Stratégie de cybersécurité : comment convaincre le Conseil d'Administration?
Crédit © Image by rawpixel.com

Lorsqu’il s’agit de mettre en œuvre une stratégie de cybersécurité à l’échelle de l’entreprise, les responsables de la sécurité, tels que les RSSI, les directeurs informatiques ou les gestionnaires des risques, ont souvent les mains liées. Ressources et budgets insuffisants, incompréhension du risque au plus haut niveau sont leur lot quotidien. Il leur faut donc tout d’abord convaincre le Conseil d’Administration de la criticité du sujet. C’est en effet le Conseil d’Administration qui exerce la responsabilité de gouvernance de l’Entreprise. C’est donc lui qui priorise les risques et définit les ressources qu’il autorise pour atteindre les bénéfices attendus par les parties prenantes de l’Organisation.

Heureusement, la cybersécurité est désormais passée de la sphère technique à la salle du conseil au cours de ces dernières années. Aussi, de plus en plus de membres du conseil d’administration comprennent l’importance d’une bonne cybersécurité dans l’environnement numérique actuel. Il faut dire aussi que beaucoup d’Entreprises ont renouvelé leurs conseils d’administration avec des administrateurs plus jeunes et plus au fait des problématiques de sécurité de l’information.


La stratégie de cybersécurité doit être décidée par le Conseil d’Administration, exécutée par le Comité de Direction et devenir la propriété des premières lignes de l’Organisation. (Help Net Security)
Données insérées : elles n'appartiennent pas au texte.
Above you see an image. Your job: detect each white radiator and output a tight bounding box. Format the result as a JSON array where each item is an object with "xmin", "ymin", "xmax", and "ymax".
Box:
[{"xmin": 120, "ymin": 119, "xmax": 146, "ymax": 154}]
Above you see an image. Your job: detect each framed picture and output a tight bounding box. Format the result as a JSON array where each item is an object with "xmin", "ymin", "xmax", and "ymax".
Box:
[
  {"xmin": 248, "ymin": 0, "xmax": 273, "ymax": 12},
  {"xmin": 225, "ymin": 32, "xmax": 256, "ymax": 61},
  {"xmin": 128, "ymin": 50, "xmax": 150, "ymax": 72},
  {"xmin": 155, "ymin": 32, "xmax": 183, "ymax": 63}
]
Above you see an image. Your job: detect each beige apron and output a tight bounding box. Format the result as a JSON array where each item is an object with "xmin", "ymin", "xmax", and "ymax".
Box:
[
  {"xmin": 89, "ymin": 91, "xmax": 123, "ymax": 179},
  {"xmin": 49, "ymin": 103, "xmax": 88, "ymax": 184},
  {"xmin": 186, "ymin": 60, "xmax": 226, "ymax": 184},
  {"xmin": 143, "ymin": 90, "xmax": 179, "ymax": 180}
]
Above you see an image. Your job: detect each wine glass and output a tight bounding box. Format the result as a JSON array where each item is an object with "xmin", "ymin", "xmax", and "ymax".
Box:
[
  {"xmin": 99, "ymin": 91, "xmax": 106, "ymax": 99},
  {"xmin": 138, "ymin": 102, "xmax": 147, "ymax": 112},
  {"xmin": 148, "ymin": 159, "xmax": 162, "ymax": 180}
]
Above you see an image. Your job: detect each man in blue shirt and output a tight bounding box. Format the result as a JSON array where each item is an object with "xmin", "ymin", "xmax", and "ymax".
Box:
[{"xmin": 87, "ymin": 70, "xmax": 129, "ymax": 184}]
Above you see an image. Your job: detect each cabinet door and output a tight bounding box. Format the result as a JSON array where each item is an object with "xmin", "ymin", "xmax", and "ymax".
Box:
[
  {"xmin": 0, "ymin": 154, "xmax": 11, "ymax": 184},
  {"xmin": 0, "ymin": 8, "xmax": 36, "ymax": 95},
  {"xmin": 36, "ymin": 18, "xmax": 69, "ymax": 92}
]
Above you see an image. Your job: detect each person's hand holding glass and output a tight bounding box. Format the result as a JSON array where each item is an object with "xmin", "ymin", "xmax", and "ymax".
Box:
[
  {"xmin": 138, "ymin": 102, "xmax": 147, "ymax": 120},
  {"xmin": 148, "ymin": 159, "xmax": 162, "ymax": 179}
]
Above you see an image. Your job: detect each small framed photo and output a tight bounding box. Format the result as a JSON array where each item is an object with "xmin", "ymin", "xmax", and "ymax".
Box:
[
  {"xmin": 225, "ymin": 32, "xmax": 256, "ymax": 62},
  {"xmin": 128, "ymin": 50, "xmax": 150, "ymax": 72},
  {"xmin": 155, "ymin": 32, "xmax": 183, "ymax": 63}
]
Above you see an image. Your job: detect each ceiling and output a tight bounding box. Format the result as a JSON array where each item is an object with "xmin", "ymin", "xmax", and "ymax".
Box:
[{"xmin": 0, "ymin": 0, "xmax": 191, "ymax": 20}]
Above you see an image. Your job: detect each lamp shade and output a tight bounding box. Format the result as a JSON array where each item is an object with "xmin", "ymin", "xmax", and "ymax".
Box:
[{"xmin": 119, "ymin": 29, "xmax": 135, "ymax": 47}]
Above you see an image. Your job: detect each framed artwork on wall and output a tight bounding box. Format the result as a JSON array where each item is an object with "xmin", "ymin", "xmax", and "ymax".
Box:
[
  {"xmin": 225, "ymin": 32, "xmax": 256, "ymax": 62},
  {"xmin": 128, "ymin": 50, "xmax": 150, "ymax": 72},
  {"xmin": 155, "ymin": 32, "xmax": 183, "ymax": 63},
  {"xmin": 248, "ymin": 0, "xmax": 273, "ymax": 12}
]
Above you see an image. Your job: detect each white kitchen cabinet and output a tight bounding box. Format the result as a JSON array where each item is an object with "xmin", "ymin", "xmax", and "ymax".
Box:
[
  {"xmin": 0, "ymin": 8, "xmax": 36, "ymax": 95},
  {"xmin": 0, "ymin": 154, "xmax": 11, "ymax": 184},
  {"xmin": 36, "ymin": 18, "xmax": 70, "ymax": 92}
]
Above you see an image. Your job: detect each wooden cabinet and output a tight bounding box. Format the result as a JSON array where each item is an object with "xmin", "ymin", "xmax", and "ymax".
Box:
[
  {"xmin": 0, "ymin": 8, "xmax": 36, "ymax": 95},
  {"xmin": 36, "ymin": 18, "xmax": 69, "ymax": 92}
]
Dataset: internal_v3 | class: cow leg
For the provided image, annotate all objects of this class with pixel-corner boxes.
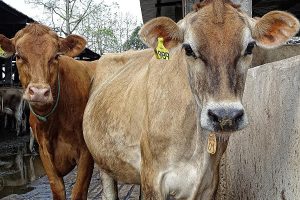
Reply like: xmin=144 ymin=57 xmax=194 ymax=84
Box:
xmin=71 ymin=150 xmax=94 ymax=200
xmin=39 ymin=144 xmax=66 ymax=200
xmin=141 ymin=164 xmax=167 ymax=200
xmin=101 ymin=171 xmax=119 ymax=200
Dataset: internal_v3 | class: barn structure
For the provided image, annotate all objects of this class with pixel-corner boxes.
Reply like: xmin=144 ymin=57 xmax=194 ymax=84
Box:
xmin=140 ymin=0 xmax=300 ymax=27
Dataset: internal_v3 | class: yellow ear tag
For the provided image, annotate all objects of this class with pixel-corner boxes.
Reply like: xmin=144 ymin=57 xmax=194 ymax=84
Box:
xmin=0 ymin=46 xmax=7 ymax=58
xmin=207 ymin=133 xmax=217 ymax=154
xmin=155 ymin=37 xmax=170 ymax=60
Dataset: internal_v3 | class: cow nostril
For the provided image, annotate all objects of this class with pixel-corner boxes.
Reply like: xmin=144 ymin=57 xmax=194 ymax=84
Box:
xmin=208 ymin=109 xmax=219 ymax=122
xmin=44 ymin=90 xmax=50 ymax=97
xmin=233 ymin=110 xmax=244 ymax=121
xmin=29 ymin=87 xmax=34 ymax=95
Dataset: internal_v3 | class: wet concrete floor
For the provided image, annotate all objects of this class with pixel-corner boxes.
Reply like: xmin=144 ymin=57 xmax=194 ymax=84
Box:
xmin=0 ymin=128 xmax=139 ymax=200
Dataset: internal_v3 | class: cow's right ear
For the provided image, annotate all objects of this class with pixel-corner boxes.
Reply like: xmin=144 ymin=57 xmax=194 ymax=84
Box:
xmin=0 ymin=34 xmax=15 ymax=58
xmin=139 ymin=17 xmax=183 ymax=49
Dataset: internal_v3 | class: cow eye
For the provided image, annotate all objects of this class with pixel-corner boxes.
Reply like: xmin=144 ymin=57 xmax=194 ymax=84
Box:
xmin=15 ymin=54 xmax=21 ymax=60
xmin=245 ymin=42 xmax=255 ymax=56
xmin=54 ymin=53 xmax=60 ymax=60
xmin=182 ymin=44 xmax=197 ymax=59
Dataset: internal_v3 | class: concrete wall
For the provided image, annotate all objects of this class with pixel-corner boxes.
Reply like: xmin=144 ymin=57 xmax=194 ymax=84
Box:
xmin=217 ymin=56 xmax=300 ymax=200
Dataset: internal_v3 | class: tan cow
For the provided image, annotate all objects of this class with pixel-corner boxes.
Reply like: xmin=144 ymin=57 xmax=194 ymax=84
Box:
xmin=0 ymin=23 xmax=94 ymax=199
xmin=83 ymin=0 xmax=299 ymax=200
xmin=252 ymin=44 xmax=300 ymax=67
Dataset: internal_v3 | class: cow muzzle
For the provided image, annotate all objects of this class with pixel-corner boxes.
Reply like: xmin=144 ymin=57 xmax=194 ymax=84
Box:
xmin=23 ymin=84 xmax=53 ymax=105
xmin=201 ymin=102 xmax=248 ymax=132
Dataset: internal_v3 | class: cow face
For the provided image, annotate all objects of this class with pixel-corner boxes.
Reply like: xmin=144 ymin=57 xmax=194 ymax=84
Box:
xmin=0 ymin=23 xmax=86 ymax=106
xmin=140 ymin=0 xmax=299 ymax=132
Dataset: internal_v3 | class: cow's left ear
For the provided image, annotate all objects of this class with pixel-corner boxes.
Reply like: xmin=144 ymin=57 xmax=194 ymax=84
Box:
xmin=252 ymin=11 xmax=299 ymax=48
xmin=139 ymin=17 xmax=183 ymax=49
xmin=0 ymin=34 xmax=15 ymax=58
xmin=59 ymin=35 xmax=86 ymax=57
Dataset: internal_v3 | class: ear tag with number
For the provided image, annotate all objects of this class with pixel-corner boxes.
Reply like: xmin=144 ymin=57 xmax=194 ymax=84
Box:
xmin=207 ymin=133 xmax=217 ymax=154
xmin=0 ymin=46 xmax=7 ymax=58
xmin=155 ymin=37 xmax=170 ymax=60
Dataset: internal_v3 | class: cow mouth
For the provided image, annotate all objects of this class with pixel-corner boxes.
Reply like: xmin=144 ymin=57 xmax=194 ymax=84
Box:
xmin=27 ymin=100 xmax=52 ymax=106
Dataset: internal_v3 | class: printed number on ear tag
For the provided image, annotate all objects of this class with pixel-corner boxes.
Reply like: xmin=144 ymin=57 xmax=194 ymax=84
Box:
xmin=155 ymin=37 xmax=170 ymax=60
xmin=207 ymin=133 xmax=217 ymax=154
xmin=0 ymin=46 xmax=7 ymax=57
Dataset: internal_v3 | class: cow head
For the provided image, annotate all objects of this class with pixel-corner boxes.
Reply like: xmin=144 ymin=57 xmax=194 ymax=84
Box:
xmin=139 ymin=0 xmax=299 ymax=132
xmin=0 ymin=23 xmax=86 ymax=109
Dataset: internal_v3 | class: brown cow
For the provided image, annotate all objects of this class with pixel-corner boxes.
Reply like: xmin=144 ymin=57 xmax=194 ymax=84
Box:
xmin=83 ymin=0 xmax=299 ymax=200
xmin=0 ymin=23 xmax=94 ymax=199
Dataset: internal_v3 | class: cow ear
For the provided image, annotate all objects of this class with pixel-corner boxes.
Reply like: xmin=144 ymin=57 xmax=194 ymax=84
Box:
xmin=252 ymin=11 xmax=299 ymax=48
xmin=59 ymin=35 xmax=86 ymax=57
xmin=0 ymin=34 xmax=15 ymax=58
xmin=139 ymin=17 xmax=183 ymax=49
Néanmoins, environ 87% des membres du Conseil d’Administration et des cadres supérieurs n’ont pas confiance dans le niveau de cybersécurité de leur organisation.

Vous êtes RSSI ou responsable de la mise en œuvre des stratégies de sécurité pour votre organisation? Alors il est très probable que vous serez amené à présenter vos propositions au Conseil d’Administration. Et vous devrez le faire d’une manière claire, pertinente et convaincante. Nous allons donc vous donner quelques pistes pour mieux sensibiliser les administrateurs à l’urgence d’agir en la matière.

Cybersécurité : comment convaincre votre Conseil d’Administration?

Nous vous proposons 10 bonnes pratiques à suivre pour expliquer la cybersécurité à votre conseil d’administration afin d’obtenir l’adhésion nécessaire pour sécuriser votre entreprise. Il ne s’agit pas là d’une liste exhaustive et vous devrez, sans aucun doute l’adapter en fonction des priorités de votre Organisation. Il s’agit seulement de 10 pratiques éprouvées par nos experts dans le cadre de leurs missions auprès des Entreprises :

  1. Apprenez à bien connaître les membres du CA
  2. Banissez les termes techniques
  3. Appuyez-vous sur des exemples réels
  4. Alignez-vous sur la stratégie business globale
  5. Concentrez-vous uniquement sur les points importants
  6. Adoptez une approche basée sur la gestion des risques
  7. Expliquez clairement ce que vous essayez de réaliser
  8. Argumentez en vous appuyant sur des chiffres significatifs et justes
  9. Proposez des solutions concrètes
  10. Démontrez le retour sur investissement

Apprenez à bien connaître les membres de votre Conseil d’Administration

Quel que soit votre secteur d’activité, la taille de votre entreprise ou son niveau de maturité en matière de cybersécurité, une présentation réussie dépendra de votre connaissance du public. Assurez-vous donc de vous familiariser vous-même avec chacun des membres du conseil avant d’entrer dans la salle. Apprenez à connaître leurs antécédents, leur position respective et leur influence dans l’organisation. Comprenez aussi leurs points sensibles et leur approche globale vis à vis de la sécurité et des risques. Plus vous en saurez sur les membres du conseil, plus il sera facile de les comprendre. Et cela vous permettra de les convaincre plus facilement avec des arguments qui leur parleront.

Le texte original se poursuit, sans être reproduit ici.